ASan and the Sanitizers
In combination with Clang’s superior semantic analysis capabilities, ASan makes a formidable tool for finding errors that other compilers and memory checking tools don’t find.
ASan’s memory map can make it easy to spot some errors, too; with unusual allocation sizes, the map shows a partially-addressable region, making it possible to easily spot code that writes off the end of arrays, particularly strings.
ASan integrates with both the GDB and LLDB debuggers, too; one can set
breakpoints in the interceptors and on the error reporter hook to get
into the program as a memory error occurs, and provides the function
__asan_describe_address
which generates ASan’s reports on demand.
ASan also has good integration with software that does evil tricks with memory, such as database engines and web browsers. Firefox, Chromium, and PostgreSQL, among others, are ASan-aware, and can leverage ASan’s memory protections on their own sub-allocators.

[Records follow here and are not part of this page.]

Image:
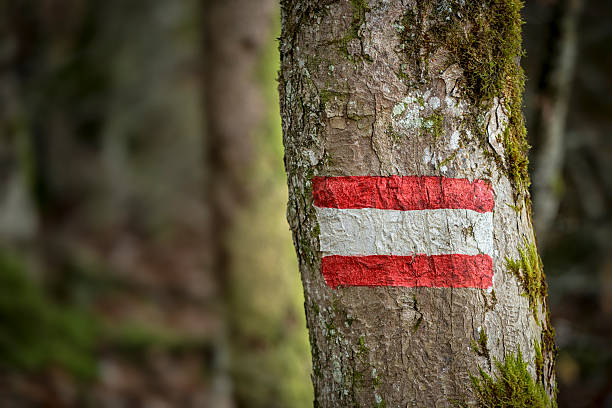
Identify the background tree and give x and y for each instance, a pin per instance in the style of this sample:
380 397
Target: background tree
427 89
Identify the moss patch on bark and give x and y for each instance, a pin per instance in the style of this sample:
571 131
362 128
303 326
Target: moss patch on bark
484 39
512 386
530 274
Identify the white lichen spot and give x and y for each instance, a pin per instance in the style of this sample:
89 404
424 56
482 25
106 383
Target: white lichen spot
450 102
398 109
434 102
454 140
337 371
497 120
426 156
407 113
429 156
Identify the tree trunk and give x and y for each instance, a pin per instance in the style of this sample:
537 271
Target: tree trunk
430 93
553 101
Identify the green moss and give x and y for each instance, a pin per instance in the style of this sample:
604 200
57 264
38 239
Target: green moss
528 270
363 350
37 331
447 160
360 7
484 39
433 125
512 386
539 360
480 346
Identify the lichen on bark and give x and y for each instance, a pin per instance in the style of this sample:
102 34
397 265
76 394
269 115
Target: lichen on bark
415 106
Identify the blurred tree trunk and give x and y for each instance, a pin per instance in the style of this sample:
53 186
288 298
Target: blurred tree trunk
552 104
265 329
428 89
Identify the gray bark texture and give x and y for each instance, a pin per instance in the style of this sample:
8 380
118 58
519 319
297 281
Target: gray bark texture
377 88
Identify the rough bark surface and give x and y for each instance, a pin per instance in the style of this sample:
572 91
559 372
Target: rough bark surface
355 102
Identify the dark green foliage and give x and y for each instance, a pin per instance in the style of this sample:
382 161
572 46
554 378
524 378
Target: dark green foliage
37 332
512 386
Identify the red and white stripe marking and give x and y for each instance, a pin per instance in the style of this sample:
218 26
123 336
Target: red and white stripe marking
405 231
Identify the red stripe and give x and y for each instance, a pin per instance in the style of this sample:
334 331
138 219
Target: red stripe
402 193
439 271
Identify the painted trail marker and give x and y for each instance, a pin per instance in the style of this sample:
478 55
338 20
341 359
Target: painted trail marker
405 231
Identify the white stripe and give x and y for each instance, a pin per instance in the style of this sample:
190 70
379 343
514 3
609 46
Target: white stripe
371 231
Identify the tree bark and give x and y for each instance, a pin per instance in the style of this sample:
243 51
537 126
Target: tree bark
553 101
407 88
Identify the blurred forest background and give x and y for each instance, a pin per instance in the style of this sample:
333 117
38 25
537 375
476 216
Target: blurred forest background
145 260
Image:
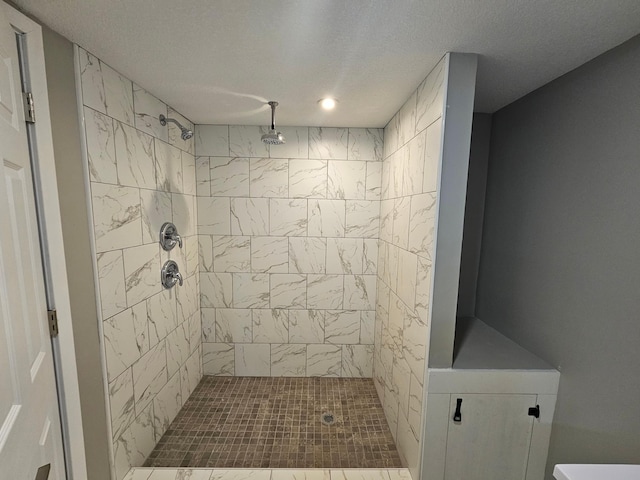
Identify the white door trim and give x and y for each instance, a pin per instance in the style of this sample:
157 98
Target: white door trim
64 347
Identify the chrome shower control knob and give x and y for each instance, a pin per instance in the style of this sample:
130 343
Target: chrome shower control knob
170 274
169 236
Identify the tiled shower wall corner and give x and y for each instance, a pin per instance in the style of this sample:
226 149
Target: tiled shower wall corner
288 239
412 142
141 175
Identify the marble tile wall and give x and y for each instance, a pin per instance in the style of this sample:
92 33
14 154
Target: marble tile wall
288 249
141 175
412 140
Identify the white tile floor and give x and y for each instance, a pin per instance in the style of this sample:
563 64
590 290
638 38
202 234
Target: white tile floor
140 473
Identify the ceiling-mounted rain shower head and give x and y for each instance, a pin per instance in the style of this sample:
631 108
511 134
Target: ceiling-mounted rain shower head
186 133
273 137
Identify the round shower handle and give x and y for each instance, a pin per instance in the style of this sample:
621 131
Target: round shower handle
170 274
169 236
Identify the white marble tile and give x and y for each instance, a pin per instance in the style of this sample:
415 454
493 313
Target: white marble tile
238 474
407 272
121 403
118 95
250 216
229 177
233 325
315 474
370 256
362 218
216 290
231 254
218 359
367 327
307 255
288 217
212 140
175 133
326 218
430 103
191 374
155 208
306 326
308 178
413 170
134 157
100 147
365 144
253 360
214 216
142 272
149 376
328 143
187 301
288 290
433 147
296 145
346 180
357 361
92 83
148 110
244 141
341 327
324 360
269 177
360 292
270 326
288 360
374 181
250 290
113 297
423 288
208 318
270 254
166 405
116 216
421 224
177 348
203 177
344 255
325 291
401 216
126 339
205 252
168 165
407 117
135 444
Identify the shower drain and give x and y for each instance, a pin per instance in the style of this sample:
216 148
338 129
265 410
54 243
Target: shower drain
328 418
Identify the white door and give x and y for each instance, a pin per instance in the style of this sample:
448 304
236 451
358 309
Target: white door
491 441
29 420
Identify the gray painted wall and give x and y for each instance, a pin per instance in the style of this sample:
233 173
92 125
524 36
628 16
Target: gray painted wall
560 265
474 213
75 229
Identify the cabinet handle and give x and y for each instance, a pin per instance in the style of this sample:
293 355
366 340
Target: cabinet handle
457 417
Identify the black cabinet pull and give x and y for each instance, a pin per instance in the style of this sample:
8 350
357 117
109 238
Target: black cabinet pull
457 417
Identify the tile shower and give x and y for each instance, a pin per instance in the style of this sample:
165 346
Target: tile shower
309 259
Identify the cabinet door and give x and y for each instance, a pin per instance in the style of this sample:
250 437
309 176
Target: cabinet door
492 440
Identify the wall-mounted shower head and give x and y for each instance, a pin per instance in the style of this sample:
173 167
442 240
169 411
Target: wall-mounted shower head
186 133
273 137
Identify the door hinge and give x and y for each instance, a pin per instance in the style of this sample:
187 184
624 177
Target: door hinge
53 323
29 108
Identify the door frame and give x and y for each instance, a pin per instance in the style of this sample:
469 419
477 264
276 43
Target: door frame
45 183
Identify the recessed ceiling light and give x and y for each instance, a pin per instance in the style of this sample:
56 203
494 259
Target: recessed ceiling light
327 103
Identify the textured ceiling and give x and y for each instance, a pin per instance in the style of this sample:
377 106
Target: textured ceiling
220 61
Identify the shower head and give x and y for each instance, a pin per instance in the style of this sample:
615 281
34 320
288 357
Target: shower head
273 137
186 133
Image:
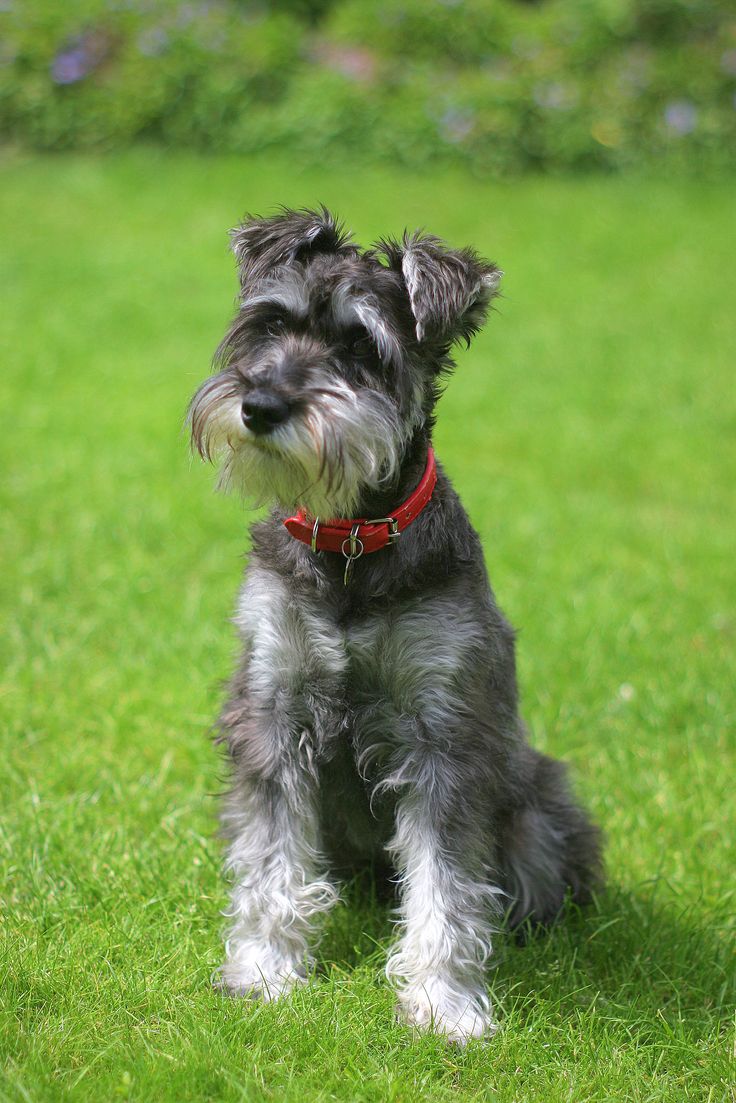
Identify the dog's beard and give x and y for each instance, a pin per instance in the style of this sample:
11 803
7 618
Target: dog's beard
322 459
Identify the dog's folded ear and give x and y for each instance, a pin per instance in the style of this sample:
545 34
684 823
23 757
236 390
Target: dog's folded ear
260 245
449 290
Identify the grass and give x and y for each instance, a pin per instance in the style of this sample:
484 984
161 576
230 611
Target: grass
590 431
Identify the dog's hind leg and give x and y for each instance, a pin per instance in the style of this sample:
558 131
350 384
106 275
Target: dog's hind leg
547 848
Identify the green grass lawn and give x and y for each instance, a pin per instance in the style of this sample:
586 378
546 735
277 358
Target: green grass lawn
590 432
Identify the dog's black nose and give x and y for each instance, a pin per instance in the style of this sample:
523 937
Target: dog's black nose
263 410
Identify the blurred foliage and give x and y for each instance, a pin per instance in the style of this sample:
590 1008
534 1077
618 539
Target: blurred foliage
502 86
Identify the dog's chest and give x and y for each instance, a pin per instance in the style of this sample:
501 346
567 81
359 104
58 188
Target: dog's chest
398 654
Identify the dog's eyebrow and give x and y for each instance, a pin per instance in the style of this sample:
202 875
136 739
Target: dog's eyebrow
285 292
351 304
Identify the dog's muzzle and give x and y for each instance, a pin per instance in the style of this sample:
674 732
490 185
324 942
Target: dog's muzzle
263 410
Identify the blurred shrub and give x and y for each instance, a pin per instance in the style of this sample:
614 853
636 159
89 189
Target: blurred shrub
501 85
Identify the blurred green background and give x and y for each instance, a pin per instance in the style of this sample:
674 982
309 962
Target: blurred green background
501 86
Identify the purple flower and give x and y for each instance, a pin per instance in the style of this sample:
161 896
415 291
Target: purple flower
71 65
80 56
681 116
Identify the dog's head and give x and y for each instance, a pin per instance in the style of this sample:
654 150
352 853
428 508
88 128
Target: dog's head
332 362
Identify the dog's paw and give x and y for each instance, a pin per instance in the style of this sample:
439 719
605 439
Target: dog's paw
262 976
457 1019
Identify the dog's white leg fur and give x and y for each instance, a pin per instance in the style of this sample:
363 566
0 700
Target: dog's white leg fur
276 723
438 962
277 895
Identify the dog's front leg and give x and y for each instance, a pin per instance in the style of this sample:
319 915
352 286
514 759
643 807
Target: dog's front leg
278 890
281 713
438 962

ASan is a part of the Sanitizer family developed by Google and the LLVM Project. The others are
- ThreadSanitizer (TSan), which detects data races in C++ and Go;
- MemorySanitizer (MSan), which detects uninitialised memory access;
- UndefinedBehaviourSanitizer (UBSan), which detects — you guessed it! — undefined behaviour;
- LeakSanitizer (LSan), which detects memory leaks (enabled by default with ASan); and
- SanitizerCoverage (SanCov), which does code coverage and profiling analysis.
The Sanitizers are portable: the examples came from my FreeBSD/amd64 workstation, but my systems running Linux/amd64, Darwin/amd64, and FreeBSD/i386 all produce the same output. ASan even runs, albeit not well, on Windows.